Wednesday, March 01, 2006

What is wrong with me? Anybody..???

Assalamoalaikum wa rahmatullahi wa barakatuhu,

I don't know but I ask you, what is wrong with me? Why is devil able to overtake me so easily? why am I letting go? Why still with the tears in my eyes, am I unable to hold back myself? Why is it that the darkest side of me wants to show up so anxiously? Why is it that I feel so empty? My emaan is on the lowest of levels,,, what has happened to my heart? It is turning black? I feel horrible.

Who wants to be misguided after they are guided? who wants to become a recipient of hell after they have become a recipient of heaven? I want to just run away or hide in some corner. I don't want to say it but I can't help. I want to see no body around me. My friends are being taken away from me. It is like a programming,,, when I am left alone, it is easier for Satan to attack me. Audhobillah!

See once again, I don't want to write it with this in my mind that people will read and appreciate it or call me a wonderful person for questioning my intention,, but this is happening. Disclaimer*:This is not for people. These are my inner thoughts. What I am going through. And hopefully because none knows me personally,, it shouldn't even be a problem at all inshaAllaah.

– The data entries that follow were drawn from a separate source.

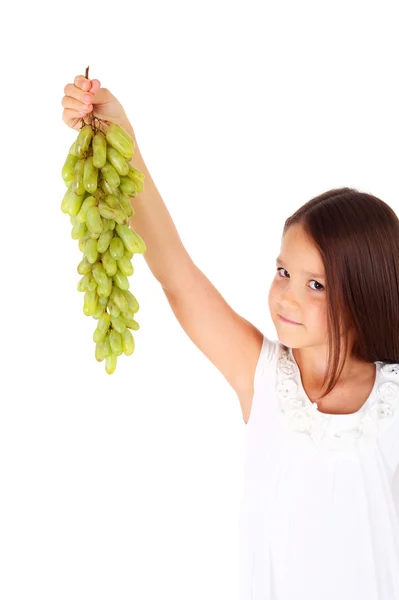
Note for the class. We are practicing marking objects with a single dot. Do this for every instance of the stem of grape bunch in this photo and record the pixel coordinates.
(94, 122)
(101, 181)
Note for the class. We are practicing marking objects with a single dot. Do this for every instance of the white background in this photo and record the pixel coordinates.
(129, 485)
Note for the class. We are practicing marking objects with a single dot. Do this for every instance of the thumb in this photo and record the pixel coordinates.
(95, 86)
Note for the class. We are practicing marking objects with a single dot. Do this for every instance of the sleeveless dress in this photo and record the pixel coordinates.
(319, 516)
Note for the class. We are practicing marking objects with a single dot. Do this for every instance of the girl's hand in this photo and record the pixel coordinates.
(85, 96)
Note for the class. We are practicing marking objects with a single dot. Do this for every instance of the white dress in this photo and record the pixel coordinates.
(319, 517)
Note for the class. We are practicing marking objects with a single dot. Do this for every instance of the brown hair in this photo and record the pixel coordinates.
(357, 236)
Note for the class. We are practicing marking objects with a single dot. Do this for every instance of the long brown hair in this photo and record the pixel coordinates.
(357, 235)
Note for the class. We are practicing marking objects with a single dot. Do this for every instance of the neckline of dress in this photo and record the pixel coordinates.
(309, 402)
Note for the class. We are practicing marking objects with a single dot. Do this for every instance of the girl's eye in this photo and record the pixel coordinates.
(317, 283)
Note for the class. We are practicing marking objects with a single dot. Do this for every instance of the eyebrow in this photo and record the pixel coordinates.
(321, 275)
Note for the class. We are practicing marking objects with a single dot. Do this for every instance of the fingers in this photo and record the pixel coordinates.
(81, 108)
(72, 120)
(78, 99)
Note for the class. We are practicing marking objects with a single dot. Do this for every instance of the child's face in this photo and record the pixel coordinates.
(297, 295)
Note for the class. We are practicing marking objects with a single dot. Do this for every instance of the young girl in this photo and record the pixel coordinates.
(319, 518)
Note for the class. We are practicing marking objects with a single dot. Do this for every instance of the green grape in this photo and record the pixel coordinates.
(90, 175)
(104, 241)
(99, 150)
(102, 301)
(106, 188)
(72, 149)
(110, 363)
(112, 201)
(116, 159)
(131, 300)
(132, 324)
(120, 280)
(99, 351)
(83, 242)
(91, 251)
(116, 248)
(105, 224)
(115, 341)
(102, 327)
(106, 211)
(135, 174)
(100, 182)
(77, 184)
(87, 203)
(127, 186)
(91, 282)
(124, 201)
(110, 174)
(84, 266)
(131, 239)
(127, 342)
(125, 266)
(68, 168)
(109, 263)
(83, 140)
(129, 314)
(93, 220)
(119, 139)
(78, 230)
(119, 299)
(99, 274)
(118, 324)
(71, 202)
(113, 309)
(82, 283)
(90, 302)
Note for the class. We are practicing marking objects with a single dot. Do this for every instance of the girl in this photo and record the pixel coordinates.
(319, 518)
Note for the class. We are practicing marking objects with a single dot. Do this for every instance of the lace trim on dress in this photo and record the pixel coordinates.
(302, 415)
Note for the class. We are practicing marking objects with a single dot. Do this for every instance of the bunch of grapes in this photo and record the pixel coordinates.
(100, 181)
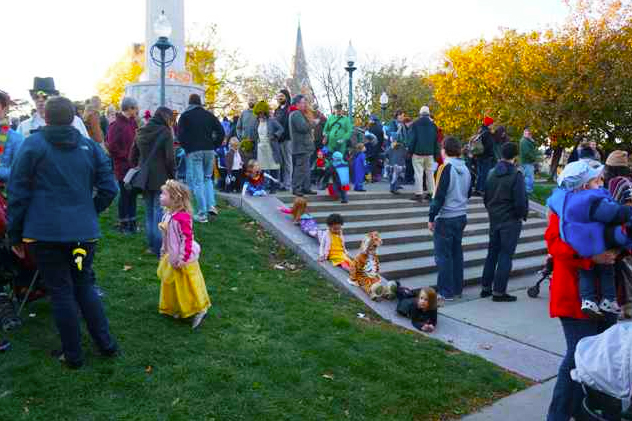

My heart has become weak. It seems to be dead. I fear Allaah,, but I don't know what it is that is making me feel just horrible. I can't handle it right now. It's like if I am about to break down. Ask Allaah to save me. Ya Allaah,, You know I don't want to be like that,, who wants to be misguided after You have given them the most beautiful gift of guidance? Ya Allaah, You know what I have done in the past few days, weeks, and hours. Ya Allaah, Save me from satan. Ya Allaah, Save me from satan. Ya Allaah, Save me from satan. Ya Allaah, keep me under Your protection. I need it the most Ya Allaah, I want to be protected under the cloud of mercy You sent towards me. Ya Allaah, make me one of Your most obedient slaves. Ya Allaah,, fill up my heart with taqwah just as my eyes were filled with tears. Ya Allaah, Save me from this duniyah and its evil. Ya Allaah, Grant me Jannat-ul-Firdaus, and a house in the neighbourhood of Your beloved Prophet SAW.

Audhobillahi Minash shaitanirrajeem!